I actually know an amputee, who lost his limb to a winch on a 2 1/2 Ton, who went on to serve for over ten more years.  He remustered from Armd Crewman to Engineer and I think was in CFB Petawawa Drafting Section, before being posted to another Base.

Major Bruce Henwood lost both legs to a mine strike in Bosnia and went on to serve for a couple more years, and has become an advocate for CF members in similar circumstances.


----------



## the 48th regulator (29 Dec 2005)

There you go then, I stand corrected.  Yet he fought a long and hard battle;

http://www.forces.gc.ca/hr/scondva/engraph/09chap1_e.asp?cat=1&Chapter=1

and eventually won the MSM, specifically for his efforts on Bill C-44


dileas

tess


----------



## 3rd Horseman (29 Dec 2005)

I do believe 48th was correct in his assumption, Bruce was released for his legs and other stuff but he was released. I know of one guy who was in my unit with a missing foot from a mine explosion in Yugo. The CO worked real hard to keep him, he passed all the PT tests and combat tests with flying colours. He was still hounded by the system to get him out, it was only the CO and his fight that kept him, he re-mustered to the Navy and last I saw him he was training sailors on the fine art of closing with and destroying the enemy. I think it was an accommodation position and he was going to be out in 5 years anyway. I can also remember a sailor with out leg years ago, he lost it in a tracker crash on the Bonnie. He served and was promoted for full 30 years. Those days are gone, all are out now.

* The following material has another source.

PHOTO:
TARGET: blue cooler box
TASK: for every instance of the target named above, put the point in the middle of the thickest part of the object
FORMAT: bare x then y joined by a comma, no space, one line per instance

The argument I was privy to for not keeping amputees was that if we did then an amputee would be able to apply at the recruit centre and argue that we had positions for amputees. Does anyone know of a current amputee in the system not on an accommodation or awaiting release? It would be so nice to have an army that would keep the battle wounded, so many staff jobs that could be done by an amputee. I was released for my wounds and figure it was a huge waste of knowledge, money and training especially at the point in my career I was, just desk jobs were in my future. You would think that the schools would benefit from all of us who were wounded and could not return to battle but could prepare others for that eventuality better than most dew to our unique perspectives.


----------



## Armymedic (29 Dec 2005)

Al, go take care of the kids so Kristen can get on here  

Loss of a limb is not an automatic release from the CF. Again like most injuries and illnesses, it comes to universality of service and the ability of your trade or another trade to  be able to accommodate you. Because you don't have a foot, does not mean you are unable to still serve the CF.

Each case would be looked at on an individual basis, and judging the validity any particular injury is above my pay grade.


----------



## ZipperHead (29 Dec 2005)

After discussing this with my wife (a Med Tech), she says basically what others have: you will be placed on Category, and then dependant on many things (severity of injury, willingness to continue working, CO's ability to fight for you, what Career Shop says,etc) you could serve, but for how long??? If you have 6 months in, lose a leg, it's pretty unlikely you would be kept around for another 24.5 years (current "full" service). But if you were near the end of your career, it's pretty likely they would find employment for you.

I personally believe, circumstances of course dictating, they should look at retaining personnel injured in service, such as a mine injury, just because of what the person gave up in serving. This would open the doors for every ass-head who gets hurt fricking around (horseplay) in the canteen to stay in forever, though, so they draw the line, and say "that's that" for everyone. Pretty uncaring, but that is life in general. The fact that they keep in many pers well past their "best before" date, and not those that get injured on operations, makes me angry, but the Machine only looks after itself.

Al


----------



## the 48th regulator (29 Dec 2005)

Bang on Al,

I think your post really sums it up, (thanks Kirsten as well).

It is a shame, as these are the types of troops that would pass on the most information, and in the long run help them in their healing as well.

dileas

tess


----------



## Blackhorse7 (30 Dec 2005)

Dog.. I know of two RCMP members who lost their lower legs (not both, one each) that were able to continue regular duty after being fitted with prosthetics.  But that being said, they were able to meet the physical requirements of the job.  I don't see an infanteer losing his lower leg and going back to the Infantry.  I would like to think that the CF would allow a re-muster to a different trade, but I'll admit I don't know if they would in all cases.

Anyway,   to those American soldiers for carrying on.


----------



## Pte_Martin (1 Jan 2006)

If i Offend anyone I'm sorry, but does anyone know what happened to the SGT. that lost his leg in the friendly fire incident in Afghanistan?


----------



## Canadian-infanteer (26 Feb 2006)

George Wallace said:
			
		

> Major Bruce Henwood lost both legs to a mine strike in Bosnia and went on to serve for a couple more years, and has become an advocate for CF members in similar circumstances.



He served from his accident in september 1995 until 1998 because that is when his Contract with the military ended and he got the boot because because he could not complete physical requirements to stay in the forces.


----------